Honda Put A Face On An Autonomous Metal Mule And Made A Friend

Honda Put A Face On An Autonomous Metal Mule And Made A Friend

Honda likes to tinker. Remember Asimo, the robot that served no obvious purpose except to shake the hands of dignitaries? Asimo’s life was a lie, but damn if it wasn’t an adorable one. You have to remember, this was like 15 years ago, so the existential dread of technological overreach hadn’t really taken root yet, nor had Facebook outside of colleges. Robots were still cool.

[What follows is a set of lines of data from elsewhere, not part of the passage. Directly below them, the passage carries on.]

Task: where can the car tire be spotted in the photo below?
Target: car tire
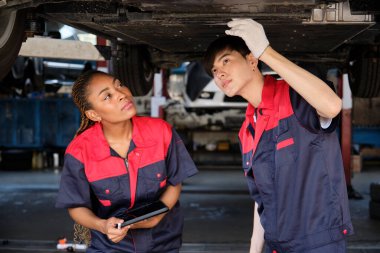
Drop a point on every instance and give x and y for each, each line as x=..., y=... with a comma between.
x=133, y=67
x=363, y=71
x=11, y=37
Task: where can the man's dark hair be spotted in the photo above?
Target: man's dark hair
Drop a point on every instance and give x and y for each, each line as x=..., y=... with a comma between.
x=226, y=42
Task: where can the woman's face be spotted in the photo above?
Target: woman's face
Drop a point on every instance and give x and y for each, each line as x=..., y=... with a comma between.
x=111, y=102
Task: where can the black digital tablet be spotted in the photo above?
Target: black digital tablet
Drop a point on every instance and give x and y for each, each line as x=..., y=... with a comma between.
x=142, y=212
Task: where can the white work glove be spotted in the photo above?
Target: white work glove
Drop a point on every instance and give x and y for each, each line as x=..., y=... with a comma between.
x=251, y=32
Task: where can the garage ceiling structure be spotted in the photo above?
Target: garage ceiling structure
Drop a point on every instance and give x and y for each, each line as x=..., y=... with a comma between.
x=153, y=34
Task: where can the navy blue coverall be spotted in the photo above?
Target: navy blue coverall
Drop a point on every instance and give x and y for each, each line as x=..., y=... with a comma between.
x=96, y=177
x=295, y=173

Well, Honda’s chronic ambition to whip up friendly looking appliances with faces on them has now led to the creation of the Autonomous Work Vehicle, or AWV. It is a box built on the same chassis as the Pioneer side-by-side, powered by batteries and equipped with lidar, GPS and cameras to locate and drive itself. It’s intended for use on large-scale construction sites, like the 404 sq km, 120-megawatt solar farm Black & Veatch is setting up in New Mexico.

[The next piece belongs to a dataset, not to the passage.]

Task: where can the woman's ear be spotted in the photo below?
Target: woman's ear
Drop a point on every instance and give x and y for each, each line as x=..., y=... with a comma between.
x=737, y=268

The AWV can carry payloads up to 400 kg or tow 750 kg for an estimated range of 45 km. In the Black & Veatch trial, that figured to about eight hours of grunt work on the solar site before requiring a charge, which Honda says takes about six hours. And the AWV can do all of these things in hot, dusty, rocky conditions, like the sort you find in the desert.

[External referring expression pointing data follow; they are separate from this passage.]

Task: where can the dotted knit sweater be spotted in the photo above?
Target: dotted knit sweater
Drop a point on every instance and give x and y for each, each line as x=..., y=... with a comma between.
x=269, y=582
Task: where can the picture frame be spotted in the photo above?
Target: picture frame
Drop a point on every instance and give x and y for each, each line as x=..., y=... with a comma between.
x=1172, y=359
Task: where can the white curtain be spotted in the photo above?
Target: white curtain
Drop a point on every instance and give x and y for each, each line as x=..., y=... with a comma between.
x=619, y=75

Most of the AWV’s duties, then, pertain to moving things from here to there, from raw materials to safety equipment, supplies and water. Operators can steer the vehicle by remote control, but that wouldn’t be very autonomous. The AWV’s real party trick is being able to go where it’s told, driving itself to waypoints set via a mobile app.

Photo: Honda

At the moment, the AWV is just a concept — albeit a working one. Honda says it’s interested in courting additional partners for further test pilot programs, like the month-long one it conducted with Black & Veatch. The goal is to deploy AWVs across “a wide range of industries.”

Photo: Honda

There’s no question there’s real utility behind a solution like this, as it’s the exact sort of short-haul, purpose-built commercial application EVs shine at. But there’s something insidious about an autonomous truck with a face you can’t hate ultimately designed to take jobs that used to belong to people. That is why robots are cute after all — so you give them the benefit of the doubt, even though they can’t reason. But damn it if it doesn’t work, and Honda isn’t a pro at the craft.